Need ‘Trump of the tropics’ to get attention? Fires ravage Australia, but outcry fixated on Brazil
As eco-activists raise the alarm over wildfires cutting through the Amazon rainforest, far fewer have noticed the blazes consuming the Australian countryside. Perhaps some disasters are more politically expedient than others?
An abnormally warm, dry and windy spring season in Australia has intensified drought conditions and helped to drive nearly 100 bushfires across hundreds of thousands of acres of forest and grassland on the country’s eastern seaboard. The weather is unprecedented this early in the season, and has turned swathes of Queensland and New South Wales into a tinderbox.
“We’ve never seen this before in recorded history, fire weather has never been as severe this early in spring,” Andrew Sturgess, an inspector with Queensland emergency services, told the BBC.

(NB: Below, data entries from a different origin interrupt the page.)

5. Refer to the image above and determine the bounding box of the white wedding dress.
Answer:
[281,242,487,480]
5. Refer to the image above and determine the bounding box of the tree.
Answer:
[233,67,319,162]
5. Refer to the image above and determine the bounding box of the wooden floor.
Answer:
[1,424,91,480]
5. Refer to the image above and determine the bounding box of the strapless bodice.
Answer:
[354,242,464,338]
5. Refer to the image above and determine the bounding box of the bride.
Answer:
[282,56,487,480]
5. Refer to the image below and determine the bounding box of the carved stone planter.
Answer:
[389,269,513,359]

An incredible sight! A 737 air tanker dumps thousands of litres of fire retardant to help protect properties near Yamba on the NSW North Coast. #9NewsLatest updates: https://t.co/aOWN4S5Q0xpic.twitter.com/cIMbqxosI4
— Nine News Australia (@9NewsAUS) September 10, 2019
Despite the severity of the conflagration and the damage already dealt to Australia’s lush forests, international demands for action have not been forthcoming – nothing approaching the vocal calls, almost in unison, by major world powers to “do something” in Brazil, where fires in the Amazon continue to surge.
The same procession of celebrities and officials who insist on saving the Amazon – “our house,” in the words of French President Emmanuel Macron – as well as the politicized scapegoating that’s been directed at Brazilian leaders, are conspicuously absent in Australia’s case. Lacking a “Trump of the Tropics,” an “Orange Man of Oceania” may be needed to mobilize the effort.
While the eco-warriors who are up in arms over the Amazon have largely pinned blame on Brazilian President Jair Bolsonaro’s pro-industry bent, no such fall guy exists to politicize the Aussie fires, putting them beyond the interest of many activists.
For governments, too, the crisis in the Amazon provided a readily exploitable political opportunity, with French President Macron using the occasion to threaten shooting down a trade deal between Brazil and Europe, and to give the Amazon “international status” in order to justify foreign intervention there.
The Australian government itself has been less willing to step into the fray, however. When asked whether Bolsonaro deserved blame for the fires raging through the Amazon, Australian PM Scott Morrison hesitated, stating: “I don’t think it helps to be getting into those sorts of commentaries.”
Helpful or not, it appears that when it comes to international outcry over natural disasters, politics play a larger role than some would like to admit.